Large Specialization Module Numerical Mathematics/Optimization
(dt. Großes Vertiefungsmodul Numerik/Optimierung)
| Level, degree of commitment | Specialization module, depends on importing study program |
| Forms of teaching and learning, workload |
Lecture (4 SWS), recitation class (2 SWS), 270 hours (90 h attendance, 180 h private study) |
| Credit points, formal requirements |
9 CP Course requirement(s): Successful completion of at least 50 percent of the points from the weekly exercises. Examination type: Written or oral examination |
| Language, Grading |
German,The grading is done with 0 to 15 points according to the examination regulations for the degree program M.Sc. Mathematics. |
| Subject, Origin | Mathematics, M.Sc. Mathematics |
| Duration, frequency |
One semester, irregular |
| Person in charge of the module's outline | All lecturers of Mathematics |
Contents
Continuation of the contents of an intermediate module, exemplary treatment of current results under inclusion of recent research literature.

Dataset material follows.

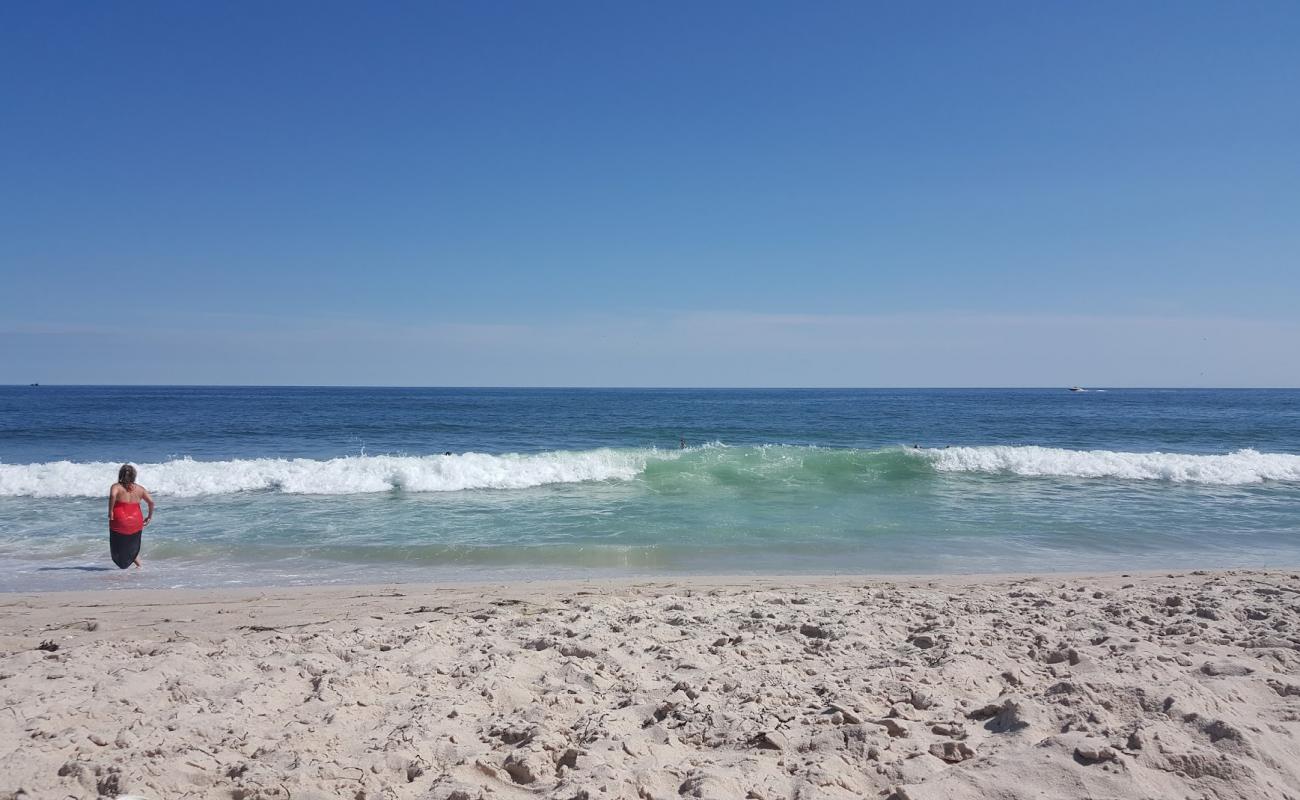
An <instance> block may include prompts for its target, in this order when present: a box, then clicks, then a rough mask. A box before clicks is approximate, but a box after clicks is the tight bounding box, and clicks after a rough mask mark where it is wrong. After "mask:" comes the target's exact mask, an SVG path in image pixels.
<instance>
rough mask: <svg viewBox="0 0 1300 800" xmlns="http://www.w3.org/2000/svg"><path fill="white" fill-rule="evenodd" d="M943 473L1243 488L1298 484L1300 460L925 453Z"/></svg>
mask: <svg viewBox="0 0 1300 800" xmlns="http://www.w3.org/2000/svg"><path fill="white" fill-rule="evenodd" d="M924 457H926V458H928V459H930V462H931V463H932V464H933V467H935V468H936V470H939V471H940V472H991V473H1001V475H1024V476H1058V477H1115V479H1123V480H1165V481H1175V483H1193V484H1218V485H1243V484H1257V483H1264V481H1287V483H1292V481H1300V455H1291V454H1286V453H1260V451H1257V450H1236V451H1234V453H1227V454H1223V455H1192V454H1183V453H1115V451H1112V450H1063V449H1058V447H1036V446H1023V447H1013V446H985V447H946V449H944V450H926V451H924Z"/></svg>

The topics come from one of the following areas:
- numerical analysis
- optimisation
Qualification Goals
Unchecked automatic translation:
The students shall
- be introduced to current research results,
- learn how to deal with research literature,
- Gain insight into the development of new mathematical results,
- deepen their mathematical knowledge in a specific field,
- Acquire the competence to independently work with current scientific articles from national and international journals,
- practice mathematical working methods (development of mathematical intuition and its formal justification, training of the ability to abstract, proof techniques),
- improve their oral communication skills in the exercises by practicing free speech in front of an audience and during discussion.
Prerequisites
None. The competences taught in the following modules are recommended: either Foundations of Mathematics and Linear Algebra I and Linear Algebra II or Basic Linear Algebra, either Analysis I and Analysis II or Basic Real Analysis. In addition, the competences that are taught in the intermediate modules (depending on the topic) are recommended.
Recommended Reading
- Depending on topic
Please note:
This page describes a module according to the latest valid module guide in Winter semester 2022/23. Most rules valid for a module are not covered by the examination regulations and can therefore be updated on a semesterly basis. The following versions are available in the online module guide:
- Winter 2016/17
- Summer 2018
- Winter 2018/19
- Winter 2019/20
- Winter 2020/21
- Summer 2021
- Winter 2021/22
- Winter 2022/23
- Winter 2023/24
The module guide contains all modules, independent of the current event offer. Please compare the current course catalogue in Marvin.
The information in this online module guide was created automatically. Legally binding is only the information in the examination regulations (Prüfungsordnung). If you notice any discrepancies or errors, we would be grateful for any advice.